Lightning: Backup solutions

Created on 5 Nov 2020  路  18Comments  路  Source: ElementsProject/lightning

Hi, this is just a general question.
After my precocious 1BTC lnd node got corrupted and died (although all hardware was new and bought specifically for create a node), https://github.com/lightningnetwork/lnd/issues/4720 I wonder what are the backup solutions that are available in c-lightning. I read somewhere that it is possible to do replication or something like that, but at the same time SCB is not supported so I can potentially loss all my money (#3083). Is there a place where I can read a bit about what you support?
(I guess the corruption happen so I can keep my promise ;-) https://github.com/ElementsProject/lightning/issues/2400#issuecomment-474346091)

@rustyrussell
Thanks

EDIT
For whoever is intrested:
Christian Decker on the latest state of LN backups

Most helpful comment

I've been messing around with this; the somewhat fiddly thing about the backup.py backup protocol to me is that it's not a simple stream but requires being able to rewind a record. This makes it more involved to mirror these backups remotely, or, say, send them over a SSH-encapsulated TCP stream to a remote host.

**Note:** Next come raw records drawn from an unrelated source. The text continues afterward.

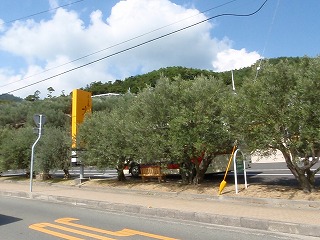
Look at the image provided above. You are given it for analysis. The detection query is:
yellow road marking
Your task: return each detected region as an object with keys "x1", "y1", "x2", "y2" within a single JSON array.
[
  {"x1": 55, "y1": 218, "x2": 176, "y2": 240},
  {"x1": 55, "y1": 218, "x2": 132, "y2": 237},
  {"x1": 29, "y1": 223, "x2": 84, "y2": 240},
  {"x1": 30, "y1": 223, "x2": 115, "y2": 240},
  {"x1": 29, "y1": 218, "x2": 177, "y2": 240}
]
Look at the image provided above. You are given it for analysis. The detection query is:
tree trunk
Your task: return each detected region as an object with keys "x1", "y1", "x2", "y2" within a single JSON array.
[
  {"x1": 281, "y1": 150, "x2": 315, "y2": 193},
  {"x1": 117, "y1": 169, "x2": 126, "y2": 182},
  {"x1": 117, "y1": 157, "x2": 126, "y2": 182},
  {"x1": 63, "y1": 169, "x2": 70, "y2": 179},
  {"x1": 179, "y1": 159, "x2": 194, "y2": 184},
  {"x1": 193, "y1": 155, "x2": 212, "y2": 184}
]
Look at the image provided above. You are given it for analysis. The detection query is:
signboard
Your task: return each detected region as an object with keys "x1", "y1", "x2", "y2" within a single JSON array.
[
  {"x1": 33, "y1": 114, "x2": 46, "y2": 127},
  {"x1": 71, "y1": 89, "x2": 92, "y2": 149}
]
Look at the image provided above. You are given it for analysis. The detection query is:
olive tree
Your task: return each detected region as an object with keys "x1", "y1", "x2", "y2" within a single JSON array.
[
  {"x1": 35, "y1": 127, "x2": 71, "y2": 178},
  {"x1": 227, "y1": 57, "x2": 320, "y2": 192},
  {"x1": 0, "y1": 127, "x2": 36, "y2": 170},
  {"x1": 77, "y1": 94, "x2": 134, "y2": 181}
]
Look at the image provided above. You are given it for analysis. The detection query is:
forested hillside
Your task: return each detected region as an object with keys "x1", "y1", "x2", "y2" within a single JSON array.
[{"x1": 0, "y1": 57, "x2": 320, "y2": 192}]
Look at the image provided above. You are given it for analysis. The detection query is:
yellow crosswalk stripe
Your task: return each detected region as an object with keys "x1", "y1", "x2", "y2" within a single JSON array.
[
  {"x1": 29, "y1": 223, "x2": 115, "y2": 240},
  {"x1": 29, "y1": 218, "x2": 177, "y2": 240}
]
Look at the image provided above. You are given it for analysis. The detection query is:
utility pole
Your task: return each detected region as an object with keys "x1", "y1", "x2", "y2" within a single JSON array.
[{"x1": 30, "y1": 114, "x2": 46, "y2": 192}]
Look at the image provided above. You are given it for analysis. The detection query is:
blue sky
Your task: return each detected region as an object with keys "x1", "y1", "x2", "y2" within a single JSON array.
[{"x1": 0, "y1": 0, "x2": 320, "y2": 98}]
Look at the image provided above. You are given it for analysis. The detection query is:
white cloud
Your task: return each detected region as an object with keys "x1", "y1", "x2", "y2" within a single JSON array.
[
  {"x1": 0, "y1": 0, "x2": 260, "y2": 97},
  {"x1": 212, "y1": 48, "x2": 261, "y2": 72}
]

So I've been thinking of adding a new record type \x03 that means 'rewind one` and leaving it up to the program interpreting/restoring the backup to delete one record in this case. Is there any drawback to this? Sure, there will be some garbage in the backup, but apart from that?

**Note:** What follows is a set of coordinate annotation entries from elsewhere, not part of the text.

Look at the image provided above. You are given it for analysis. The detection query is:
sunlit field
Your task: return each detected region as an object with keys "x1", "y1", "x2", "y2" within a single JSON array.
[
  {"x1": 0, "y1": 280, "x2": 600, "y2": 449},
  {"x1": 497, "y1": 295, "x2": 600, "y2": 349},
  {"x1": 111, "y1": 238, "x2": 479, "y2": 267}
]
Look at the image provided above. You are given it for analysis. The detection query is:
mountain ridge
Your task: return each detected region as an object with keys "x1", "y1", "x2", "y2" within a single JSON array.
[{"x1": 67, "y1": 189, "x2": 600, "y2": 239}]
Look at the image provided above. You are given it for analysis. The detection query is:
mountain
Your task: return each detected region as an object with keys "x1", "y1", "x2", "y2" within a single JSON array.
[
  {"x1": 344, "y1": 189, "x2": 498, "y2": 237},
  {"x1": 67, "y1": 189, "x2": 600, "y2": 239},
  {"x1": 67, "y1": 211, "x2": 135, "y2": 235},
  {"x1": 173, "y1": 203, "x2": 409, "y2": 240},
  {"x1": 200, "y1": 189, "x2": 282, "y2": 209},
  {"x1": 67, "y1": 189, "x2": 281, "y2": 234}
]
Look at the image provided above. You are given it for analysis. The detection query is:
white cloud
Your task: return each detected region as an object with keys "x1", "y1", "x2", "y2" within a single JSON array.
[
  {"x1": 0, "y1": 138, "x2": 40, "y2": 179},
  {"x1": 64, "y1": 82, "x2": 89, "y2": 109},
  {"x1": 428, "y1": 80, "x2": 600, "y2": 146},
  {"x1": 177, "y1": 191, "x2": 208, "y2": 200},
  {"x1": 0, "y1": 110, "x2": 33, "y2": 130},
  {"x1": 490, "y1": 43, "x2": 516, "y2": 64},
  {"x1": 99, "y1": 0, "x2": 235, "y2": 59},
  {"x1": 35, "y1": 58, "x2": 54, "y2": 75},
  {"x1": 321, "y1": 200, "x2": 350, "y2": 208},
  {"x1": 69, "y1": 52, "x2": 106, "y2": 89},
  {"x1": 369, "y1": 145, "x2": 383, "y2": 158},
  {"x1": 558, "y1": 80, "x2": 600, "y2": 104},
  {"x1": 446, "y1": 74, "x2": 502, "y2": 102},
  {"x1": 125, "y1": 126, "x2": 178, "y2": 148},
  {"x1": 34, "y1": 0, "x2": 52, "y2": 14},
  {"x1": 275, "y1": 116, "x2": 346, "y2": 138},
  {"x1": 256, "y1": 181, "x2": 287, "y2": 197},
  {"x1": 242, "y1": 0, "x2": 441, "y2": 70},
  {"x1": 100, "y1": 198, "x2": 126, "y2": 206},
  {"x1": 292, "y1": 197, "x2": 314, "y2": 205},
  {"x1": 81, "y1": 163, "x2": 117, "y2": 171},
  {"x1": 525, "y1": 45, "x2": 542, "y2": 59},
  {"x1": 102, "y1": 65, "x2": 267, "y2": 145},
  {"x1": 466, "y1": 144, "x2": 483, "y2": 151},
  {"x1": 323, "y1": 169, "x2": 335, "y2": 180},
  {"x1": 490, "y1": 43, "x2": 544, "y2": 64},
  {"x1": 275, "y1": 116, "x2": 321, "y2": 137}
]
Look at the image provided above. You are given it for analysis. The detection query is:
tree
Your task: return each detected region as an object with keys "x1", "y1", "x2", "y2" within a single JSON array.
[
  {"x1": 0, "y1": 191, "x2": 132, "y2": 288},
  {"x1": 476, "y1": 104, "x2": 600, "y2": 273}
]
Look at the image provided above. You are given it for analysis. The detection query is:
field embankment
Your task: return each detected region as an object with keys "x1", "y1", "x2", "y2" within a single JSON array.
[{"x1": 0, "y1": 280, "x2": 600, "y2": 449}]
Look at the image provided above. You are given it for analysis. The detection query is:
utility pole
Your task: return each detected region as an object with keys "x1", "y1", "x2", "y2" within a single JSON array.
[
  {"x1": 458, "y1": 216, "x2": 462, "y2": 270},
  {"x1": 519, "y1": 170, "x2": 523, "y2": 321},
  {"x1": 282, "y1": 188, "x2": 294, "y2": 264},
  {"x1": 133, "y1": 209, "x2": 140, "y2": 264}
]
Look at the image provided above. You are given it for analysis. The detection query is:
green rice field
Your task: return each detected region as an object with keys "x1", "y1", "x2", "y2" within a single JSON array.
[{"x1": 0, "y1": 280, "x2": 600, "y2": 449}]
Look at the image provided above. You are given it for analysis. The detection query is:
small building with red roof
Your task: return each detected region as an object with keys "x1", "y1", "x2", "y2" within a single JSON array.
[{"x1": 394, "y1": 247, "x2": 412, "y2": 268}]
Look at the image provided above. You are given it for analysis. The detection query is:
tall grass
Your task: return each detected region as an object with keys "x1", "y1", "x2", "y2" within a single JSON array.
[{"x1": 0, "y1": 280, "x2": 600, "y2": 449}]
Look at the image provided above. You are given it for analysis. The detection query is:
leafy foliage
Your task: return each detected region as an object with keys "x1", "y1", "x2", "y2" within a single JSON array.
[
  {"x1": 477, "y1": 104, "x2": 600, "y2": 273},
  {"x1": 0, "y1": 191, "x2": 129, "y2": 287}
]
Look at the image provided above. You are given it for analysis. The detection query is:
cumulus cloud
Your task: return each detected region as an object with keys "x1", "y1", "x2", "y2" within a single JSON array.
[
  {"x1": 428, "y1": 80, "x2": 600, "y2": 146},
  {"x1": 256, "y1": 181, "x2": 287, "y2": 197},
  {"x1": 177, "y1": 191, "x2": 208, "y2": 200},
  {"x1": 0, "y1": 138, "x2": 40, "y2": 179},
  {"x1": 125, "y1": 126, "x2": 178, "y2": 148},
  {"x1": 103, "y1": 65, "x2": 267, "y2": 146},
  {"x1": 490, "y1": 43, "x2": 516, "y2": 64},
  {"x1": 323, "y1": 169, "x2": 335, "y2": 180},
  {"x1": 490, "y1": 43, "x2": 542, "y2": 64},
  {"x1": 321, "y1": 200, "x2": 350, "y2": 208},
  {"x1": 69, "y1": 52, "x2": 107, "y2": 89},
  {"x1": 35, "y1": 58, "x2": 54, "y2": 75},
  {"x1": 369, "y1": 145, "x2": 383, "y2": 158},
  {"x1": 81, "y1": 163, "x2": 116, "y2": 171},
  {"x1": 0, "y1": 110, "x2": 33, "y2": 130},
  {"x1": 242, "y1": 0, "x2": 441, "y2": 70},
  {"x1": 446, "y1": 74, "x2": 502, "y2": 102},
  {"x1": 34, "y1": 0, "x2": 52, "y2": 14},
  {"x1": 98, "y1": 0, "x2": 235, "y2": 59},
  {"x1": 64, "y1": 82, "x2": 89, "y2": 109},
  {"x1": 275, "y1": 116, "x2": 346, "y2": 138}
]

Good idea, that is indeed an option. Since the update mechanism of the header gave me a trivial way to go back in time by just storing the previous position as well as the current one I went with that, allowing dumb restores. But I think having some complexity on the occasional restore rather than the way more common backup step is likely better :+1:

All 18 comments

With a PostgreSQL backend you should be able to do DB-level replication. I am unsure how to actually set that up, but you might ask @cdecker . In addition, there is also the backup plugin which replicates to another file: https://github.com/lightningd/plugins/blob/master/backup/backup.py though documentation on it is very sparse. This is intended to be the basis of a "better" backup strategy, such as using an NFS or other network mount for the backup file.

You can also use filesystem replication RAID-1 such as ZFS or btrfs; for example the Raspiblitz setup can set up a btrfs RAID-1 between a partition of your 1Tb HDD/SSD and a 32Gb flash disk.

CLDCB is not yet ready for production use yet (I see you filed an issue there), I am currently working on CLBOSS.

Generally in C-lightning we consider a continuous dynamic backup like the above backup plugin (or CLDCB when I get around to completing it, sorry) or replicating a PostgreSQL database to be superior to SCBs. Continuous dynamic backups subsume SCBs and you do not have to remember to make an SCB for each channel you create.

Thank you for the detailed information.
OffTopic
Why did you decided to use C++ for CLBOSS? isn't a scripting language (Python :)) will be easier if speed is not important?

People have complained about C-Lightning requiring Python in its build scripts before, and have subsequently avoided C-Lightning (many people are attracted to the "C" in C-Lightning, under the impression that it has lower system requirements; not everyone is a Pythonista). Recent C-Lightning has finally weaned itself off Python in its build scripts. So I think it is better to reduce requirements. Xref. https://lists.ozlabs.org/pipermail/c-lightning/2020-October/000197.html for more info on many decisions in CLBOSS.

Generally in C-lightning we consider a continuous dynamic backup like the above backup plugin (or CLDCB when I get around to completing it, sorry) or replicating a PostgreSQL database to be superior to SCBs. Continuous dynamic backups subsume SCBs and you do not have to remember to make an SCB for each channel you create

Why not both? What happen in case that there is a corruption that is not detected or not crush the system? then you just replicate the corruption. Maybe I am not making sense and those things are being tested. But then a bug could cause error writes to the DB.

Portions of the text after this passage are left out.